The Cellar
- First edition
- Author: Richard Laymon
- Language: English
- Genre: Horror
- Published: 1980
- Publisher: Warner Books
- Publication place: United States
- Media type: Print (hardback & paperback)
- Followed by: The Beast House

= The Cellar (novel) =

1980 novel by Richard Laymon

The Cellar is a 1980 horror novel by American author Richard Laymon. It was Laymon's first published novel, and together with sequels The Beast House, The Midnight Tour, and the novella Friday Night in Beast House, forms the series known by fans of Laymon as "The Beast House Chronicles." The Cellar is an example of a splatterpunk novel, containing much extreme violence and gore, as well as adult themes including rape, incest, paedophilia, and serial murder. Laymon is often associated with this genre.

==Synopsis==
Donna, the book's protagonist, goes on the run with her daughter Sandy when she learns that her ex-husband has been released from prison after serving a sentence for sexually abusing Sandy. After a car accident leaves them stranded in the small California coastal town of Malcasa Point, Donna and Sandy cross paths with Judgement Rucker, a mercenary hired to track down and kill the murderous creature that supposedly haunts a local tourist attraction, the Beast House. Judge's employer, Larry, is an elderly man who had a traumatic encounter with the Beast as a child. Over the years the Beast has been connected with various rapes and murders that have happened in the house. Meanwhile, Donna's ex-husband is set on revenge and stalks her.

==Reception==
Like much of Laymon's work, The Cellar has been controversial for its extreme content, especially in regards to its depiction of sexual and sadistic violence. It has also been dismissed by some critics as poorly written.

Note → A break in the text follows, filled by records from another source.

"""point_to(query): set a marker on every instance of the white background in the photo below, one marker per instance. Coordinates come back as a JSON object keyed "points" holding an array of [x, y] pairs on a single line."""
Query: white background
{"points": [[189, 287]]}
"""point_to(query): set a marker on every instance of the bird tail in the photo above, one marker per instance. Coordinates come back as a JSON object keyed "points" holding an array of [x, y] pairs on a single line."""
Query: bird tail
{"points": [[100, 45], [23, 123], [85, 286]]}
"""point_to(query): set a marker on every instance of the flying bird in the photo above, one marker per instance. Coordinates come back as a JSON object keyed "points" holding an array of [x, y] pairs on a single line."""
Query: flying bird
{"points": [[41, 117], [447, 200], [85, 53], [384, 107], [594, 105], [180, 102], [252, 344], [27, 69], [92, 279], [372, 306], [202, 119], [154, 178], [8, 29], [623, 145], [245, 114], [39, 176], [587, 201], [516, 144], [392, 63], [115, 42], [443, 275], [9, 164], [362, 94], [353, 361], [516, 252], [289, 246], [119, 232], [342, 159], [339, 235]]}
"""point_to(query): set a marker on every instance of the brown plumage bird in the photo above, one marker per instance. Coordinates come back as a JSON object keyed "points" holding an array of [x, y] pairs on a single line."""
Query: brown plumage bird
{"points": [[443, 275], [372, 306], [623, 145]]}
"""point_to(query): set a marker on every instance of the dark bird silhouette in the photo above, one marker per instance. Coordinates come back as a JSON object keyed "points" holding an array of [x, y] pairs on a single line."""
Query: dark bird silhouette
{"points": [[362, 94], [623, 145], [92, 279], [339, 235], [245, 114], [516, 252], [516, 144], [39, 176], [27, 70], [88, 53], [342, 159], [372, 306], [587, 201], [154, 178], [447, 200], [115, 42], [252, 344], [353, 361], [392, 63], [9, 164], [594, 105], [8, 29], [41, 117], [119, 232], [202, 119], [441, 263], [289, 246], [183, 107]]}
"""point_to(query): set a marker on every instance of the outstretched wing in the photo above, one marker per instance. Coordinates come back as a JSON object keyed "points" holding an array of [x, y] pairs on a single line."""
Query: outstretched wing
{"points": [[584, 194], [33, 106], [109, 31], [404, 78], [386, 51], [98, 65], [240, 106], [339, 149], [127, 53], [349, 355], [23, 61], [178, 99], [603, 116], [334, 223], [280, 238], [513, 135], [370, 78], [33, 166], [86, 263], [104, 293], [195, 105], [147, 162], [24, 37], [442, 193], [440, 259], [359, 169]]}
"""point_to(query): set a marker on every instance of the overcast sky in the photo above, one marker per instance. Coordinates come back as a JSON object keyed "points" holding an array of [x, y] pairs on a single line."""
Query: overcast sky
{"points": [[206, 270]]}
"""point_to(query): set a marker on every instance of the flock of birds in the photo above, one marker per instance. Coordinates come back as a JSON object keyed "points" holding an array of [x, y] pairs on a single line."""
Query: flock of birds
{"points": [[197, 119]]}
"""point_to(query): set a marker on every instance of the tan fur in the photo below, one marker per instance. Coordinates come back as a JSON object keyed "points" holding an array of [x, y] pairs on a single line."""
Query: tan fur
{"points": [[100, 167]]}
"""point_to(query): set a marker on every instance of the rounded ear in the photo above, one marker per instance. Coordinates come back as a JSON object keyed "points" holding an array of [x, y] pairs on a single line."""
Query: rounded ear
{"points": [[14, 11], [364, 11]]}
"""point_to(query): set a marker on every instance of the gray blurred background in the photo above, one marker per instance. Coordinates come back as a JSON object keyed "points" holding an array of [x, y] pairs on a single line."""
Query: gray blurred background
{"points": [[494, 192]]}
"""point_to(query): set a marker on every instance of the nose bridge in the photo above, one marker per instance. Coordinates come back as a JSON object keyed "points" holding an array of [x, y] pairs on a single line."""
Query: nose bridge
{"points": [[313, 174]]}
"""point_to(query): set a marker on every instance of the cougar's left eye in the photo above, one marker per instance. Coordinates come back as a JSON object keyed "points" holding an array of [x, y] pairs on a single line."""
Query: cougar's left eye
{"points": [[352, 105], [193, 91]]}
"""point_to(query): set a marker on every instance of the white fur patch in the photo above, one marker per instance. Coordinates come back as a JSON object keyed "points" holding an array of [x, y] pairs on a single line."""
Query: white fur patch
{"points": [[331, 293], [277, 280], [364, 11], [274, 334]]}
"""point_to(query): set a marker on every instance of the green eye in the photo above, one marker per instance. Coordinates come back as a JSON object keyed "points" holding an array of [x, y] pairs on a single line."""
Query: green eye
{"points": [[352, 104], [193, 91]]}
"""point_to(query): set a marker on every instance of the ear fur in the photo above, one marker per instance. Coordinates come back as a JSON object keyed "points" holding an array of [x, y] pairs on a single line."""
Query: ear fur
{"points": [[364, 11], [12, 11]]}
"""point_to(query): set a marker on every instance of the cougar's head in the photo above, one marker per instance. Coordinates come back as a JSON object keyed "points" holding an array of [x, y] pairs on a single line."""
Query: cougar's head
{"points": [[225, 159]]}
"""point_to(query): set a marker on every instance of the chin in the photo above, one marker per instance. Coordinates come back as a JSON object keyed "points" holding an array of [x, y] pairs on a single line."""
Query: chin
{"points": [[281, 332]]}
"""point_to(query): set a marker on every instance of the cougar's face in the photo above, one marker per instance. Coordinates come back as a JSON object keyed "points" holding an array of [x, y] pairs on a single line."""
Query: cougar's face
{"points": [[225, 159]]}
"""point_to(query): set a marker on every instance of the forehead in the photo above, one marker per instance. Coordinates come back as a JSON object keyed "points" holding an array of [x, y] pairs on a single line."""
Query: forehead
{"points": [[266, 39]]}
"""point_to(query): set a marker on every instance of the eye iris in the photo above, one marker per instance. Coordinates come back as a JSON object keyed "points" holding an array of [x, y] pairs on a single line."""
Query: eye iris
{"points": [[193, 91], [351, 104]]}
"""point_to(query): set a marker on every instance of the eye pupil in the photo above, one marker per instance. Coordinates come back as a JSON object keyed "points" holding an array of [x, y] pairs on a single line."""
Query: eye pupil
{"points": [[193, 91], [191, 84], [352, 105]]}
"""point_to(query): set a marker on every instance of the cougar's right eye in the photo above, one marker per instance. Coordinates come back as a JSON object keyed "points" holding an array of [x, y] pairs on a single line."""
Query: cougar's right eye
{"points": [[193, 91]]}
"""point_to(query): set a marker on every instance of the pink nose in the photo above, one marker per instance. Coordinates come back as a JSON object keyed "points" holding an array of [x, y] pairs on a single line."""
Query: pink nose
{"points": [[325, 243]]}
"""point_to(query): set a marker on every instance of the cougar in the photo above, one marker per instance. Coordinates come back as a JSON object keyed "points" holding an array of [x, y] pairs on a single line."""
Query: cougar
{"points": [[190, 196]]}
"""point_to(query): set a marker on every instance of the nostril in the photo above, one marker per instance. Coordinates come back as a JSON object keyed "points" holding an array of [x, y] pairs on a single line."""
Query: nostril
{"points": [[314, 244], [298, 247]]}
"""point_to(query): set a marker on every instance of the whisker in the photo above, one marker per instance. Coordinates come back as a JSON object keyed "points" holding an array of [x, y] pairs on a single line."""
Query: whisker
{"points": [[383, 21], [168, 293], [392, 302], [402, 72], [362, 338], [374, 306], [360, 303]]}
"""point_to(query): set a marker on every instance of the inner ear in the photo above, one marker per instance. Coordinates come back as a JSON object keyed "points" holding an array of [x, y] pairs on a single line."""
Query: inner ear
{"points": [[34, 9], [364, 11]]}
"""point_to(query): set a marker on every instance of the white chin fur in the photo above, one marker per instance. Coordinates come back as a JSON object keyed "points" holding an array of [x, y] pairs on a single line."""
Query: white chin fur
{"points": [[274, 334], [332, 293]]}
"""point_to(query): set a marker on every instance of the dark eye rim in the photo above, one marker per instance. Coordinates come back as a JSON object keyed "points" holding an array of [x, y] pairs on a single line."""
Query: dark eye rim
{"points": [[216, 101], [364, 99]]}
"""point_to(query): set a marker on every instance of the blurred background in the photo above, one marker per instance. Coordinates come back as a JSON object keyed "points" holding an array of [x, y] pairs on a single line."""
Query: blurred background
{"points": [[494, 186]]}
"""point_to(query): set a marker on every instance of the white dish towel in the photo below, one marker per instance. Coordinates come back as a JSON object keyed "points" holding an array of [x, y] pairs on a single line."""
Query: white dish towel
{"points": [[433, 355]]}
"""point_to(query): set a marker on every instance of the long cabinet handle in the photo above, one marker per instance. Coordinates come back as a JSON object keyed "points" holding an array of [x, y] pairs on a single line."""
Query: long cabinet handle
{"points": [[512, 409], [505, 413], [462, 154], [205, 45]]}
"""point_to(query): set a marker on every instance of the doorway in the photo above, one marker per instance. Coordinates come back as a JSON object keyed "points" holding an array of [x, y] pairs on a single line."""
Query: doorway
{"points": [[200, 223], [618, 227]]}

In his non-fiction book about the horror genre, Danse Macabre, Stephen King shows dislike of the novel: "There are haunted-house stories beyond numbering, most of them not very good (The Cellar, by Richard Laymon, is one example of the less successful breed)." However, King would go on to praise Laymon's writing, a pull-quote attributed to King frequently appearing on his novels, such as Funland: "If you've missed Laymon, you've missed a treat."

Will Errickson, a genre enthusiast and historian, who with Grady Hendrix compiled Paperbacks from Hell, has been scathing of the novel (and Laymon's work in general), describing it as "easily one of the very worst books in the genre that I have ever read." Detailing what Errickson perceives as the distasteful use of sexual violence as a theme, he goes on to say that "Laymon "writes" without wit or insight and seems to be making the plot up as he types."

Nonetheless, the "Beast House" series, of which The Cellar is the first, has been consistently popular with Laymon fans, and warranted reprints.

==Limited Edition==
In 1997, Cemetery Dance Publications printed a limited edition hardcover version of The Cellar under ISBN 1-881475-28-X. The new edition featured an introduction by Bentley Little, an afterword by Laymon himself, and new artwork by Alan M. Clark. It also featured signatures from all three. The book was released in a Slipcased Limited Edition of 500 signed and numbered copies, and a Traycased Lettered Edition of 26 signed and lettered copies.